Mandatory Insurance on Assault Weapons and Gun Collections: Insurance is mandated by law or contract for motor vehicles and homes. If it was similarly mandated for assault weapons and arsenals of guns, insurance companies would make a lethality assessment and charge premiums to cover the cost of shooting rampage carnage. I trust insurance companies to make more accurate assessments than the FBI or law enforcement.
My heart stopped when my colleague Victor Rivas Rivers posted on Facebook that his niece, Samantha Fuentes, had been shot multiple times. Mr.
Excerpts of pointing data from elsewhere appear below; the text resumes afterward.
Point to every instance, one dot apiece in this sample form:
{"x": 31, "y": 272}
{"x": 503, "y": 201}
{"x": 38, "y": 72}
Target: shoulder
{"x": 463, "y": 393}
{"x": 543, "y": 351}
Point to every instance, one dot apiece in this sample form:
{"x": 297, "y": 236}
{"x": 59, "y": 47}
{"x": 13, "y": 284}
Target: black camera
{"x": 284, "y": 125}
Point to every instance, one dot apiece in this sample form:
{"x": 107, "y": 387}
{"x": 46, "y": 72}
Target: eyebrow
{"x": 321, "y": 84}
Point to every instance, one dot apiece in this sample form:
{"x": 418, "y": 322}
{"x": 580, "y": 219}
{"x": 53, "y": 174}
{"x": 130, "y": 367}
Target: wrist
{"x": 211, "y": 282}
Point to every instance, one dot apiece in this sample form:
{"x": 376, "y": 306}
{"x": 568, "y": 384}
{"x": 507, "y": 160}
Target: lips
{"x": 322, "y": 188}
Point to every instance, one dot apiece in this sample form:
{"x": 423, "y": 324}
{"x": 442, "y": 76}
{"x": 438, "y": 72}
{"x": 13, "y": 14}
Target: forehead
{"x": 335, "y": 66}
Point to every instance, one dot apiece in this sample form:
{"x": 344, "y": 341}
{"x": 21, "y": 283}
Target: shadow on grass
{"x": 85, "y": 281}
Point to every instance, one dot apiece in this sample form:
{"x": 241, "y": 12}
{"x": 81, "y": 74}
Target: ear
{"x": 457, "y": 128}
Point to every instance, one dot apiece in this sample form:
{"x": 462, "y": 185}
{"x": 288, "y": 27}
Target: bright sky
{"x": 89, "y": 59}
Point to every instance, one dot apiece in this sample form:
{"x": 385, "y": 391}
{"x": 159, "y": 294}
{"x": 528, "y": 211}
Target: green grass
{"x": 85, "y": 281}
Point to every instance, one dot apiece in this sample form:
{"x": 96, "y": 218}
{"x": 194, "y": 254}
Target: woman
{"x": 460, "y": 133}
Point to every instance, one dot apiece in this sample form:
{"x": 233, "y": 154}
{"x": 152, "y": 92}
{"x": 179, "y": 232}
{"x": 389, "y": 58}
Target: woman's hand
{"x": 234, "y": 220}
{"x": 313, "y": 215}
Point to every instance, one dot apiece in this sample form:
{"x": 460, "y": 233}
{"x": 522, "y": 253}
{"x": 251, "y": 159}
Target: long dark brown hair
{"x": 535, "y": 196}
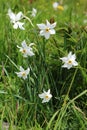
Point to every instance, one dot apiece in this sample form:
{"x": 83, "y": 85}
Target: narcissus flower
{"x": 69, "y": 61}
{"x": 46, "y": 29}
{"x": 23, "y": 73}
{"x": 56, "y": 6}
{"x": 26, "y": 50}
{"x": 46, "y": 96}
{"x": 15, "y": 19}
{"x": 34, "y": 12}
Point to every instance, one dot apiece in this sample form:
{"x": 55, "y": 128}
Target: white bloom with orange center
{"x": 15, "y": 19}
{"x": 26, "y": 50}
{"x": 69, "y": 61}
{"x": 34, "y": 12}
{"x": 55, "y": 5}
{"x": 46, "y": 29}
{"x": 46, "y": 96}
{"x": 23, "y": 73}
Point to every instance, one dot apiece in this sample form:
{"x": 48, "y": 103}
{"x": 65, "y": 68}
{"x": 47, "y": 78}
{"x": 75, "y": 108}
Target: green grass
{"x": 20, "y": 105}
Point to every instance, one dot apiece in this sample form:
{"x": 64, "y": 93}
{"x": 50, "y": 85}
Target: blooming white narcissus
{"x": 23, "y": 73}
{"x": 69, "y": 61}
{"x": 26, "y": 50}
{"x": 46, "y": 96}
{"x": 15, "y": 19}
{"x": 46, "y": 29}
{"x": 34, "y": 12}
{"x": 56, "y": 6}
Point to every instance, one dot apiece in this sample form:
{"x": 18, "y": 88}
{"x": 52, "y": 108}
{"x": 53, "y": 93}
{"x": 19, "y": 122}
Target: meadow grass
{"x": 20, "y": 106}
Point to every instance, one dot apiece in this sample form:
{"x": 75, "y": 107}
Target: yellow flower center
{"x": 46, "y": 97}
{"x": 60, "y": 7}
{"x": 47, "y": 29}
{"x": 69, "y": 62}
{"x": 23, "y": 74}
{"x": 24, "y": 51}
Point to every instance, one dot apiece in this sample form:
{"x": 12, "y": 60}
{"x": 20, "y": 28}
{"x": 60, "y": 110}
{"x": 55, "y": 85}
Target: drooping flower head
{"x": 34, "y": 12}
{"x": 69, "y": 61}
{"x": 23, "y": 73}
{"x": 25, "y": 49}
{"x": 56, "y": 6}
{"x": 46, "y": 29}
{"x": 46, "y": 96}
{"x": 15, "y": 19}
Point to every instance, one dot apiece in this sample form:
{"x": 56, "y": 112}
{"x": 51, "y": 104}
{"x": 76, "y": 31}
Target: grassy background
{"x": 20, "y": 105}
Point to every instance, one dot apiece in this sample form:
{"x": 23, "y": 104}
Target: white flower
{"x": 46, "y": 29}
{"x": 23, "y": 73}
{"x": 55, "y": 5}
{"x": 69, "y": 61}
{"x": 46, "y": 96}
{"x": 34, "y": 12}
{"x": 15, "y": 18}
{"x": 26, "y": 50}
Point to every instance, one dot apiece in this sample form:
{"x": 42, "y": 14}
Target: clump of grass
{"x": 20, "y": 105}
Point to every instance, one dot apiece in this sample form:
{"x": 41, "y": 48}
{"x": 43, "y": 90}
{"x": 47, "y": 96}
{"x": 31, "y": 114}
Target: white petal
{"x": 64, "y": 59}
{"x": 53, "y": 25}
{"x": 19, "y": 16}
{"x": 42, "y": 32}
{"x": 48, "y": 24}
{"x": 20, "y": 24}
{"x": 47, "y": 35}
{"x": 75, "y": 63}
{"x": 48, "y": 91}
{"x": 69, "y": 55}
{"x": 52, "y": 31}
{"x": 41, "y": 95}
{"x": 31, "y": 44}
{"x": 24, "y": 77}
{"x": 27, "y": 71}
{"x": 44, "y": 100}
{"x": 41, "y": 26}
{"x": 11, "y": 15}
{"x": 21, "y": 69}
{"x": 65, "y": 66}
{"x": 24, "y": 45}
{"x": 15, "y": 26}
Rivers is the spokesperson for the National Network to End Domestic Violence and the author of the amazing memoir, A Private Family Matter.
It appears Ms. Fuentes might be following in her uncle’s footsteps, and he’s very proud of her. The New York Times wrote about her injuries and ROTC service which is where she met the shooter. Before the shooting rampage began, Ms. Fuentes’ class had been studying hate groups and the history of the holocaust. In another article, the NYT reported that she wasn’t impressed by her phone chat with Donald Trump.
She has been interviewed by Inside Edition and the Today Show. She remembered classmates who didn’t survive in an interview with WSVN. She told her local ABC affiliate that she witnessed the deaths of Helena Ramsey and Nicholas Dworet.
Children deserve protection. Ironically, the #NeverAgain student activists are demonstrating leadership while government officials are behaving like children.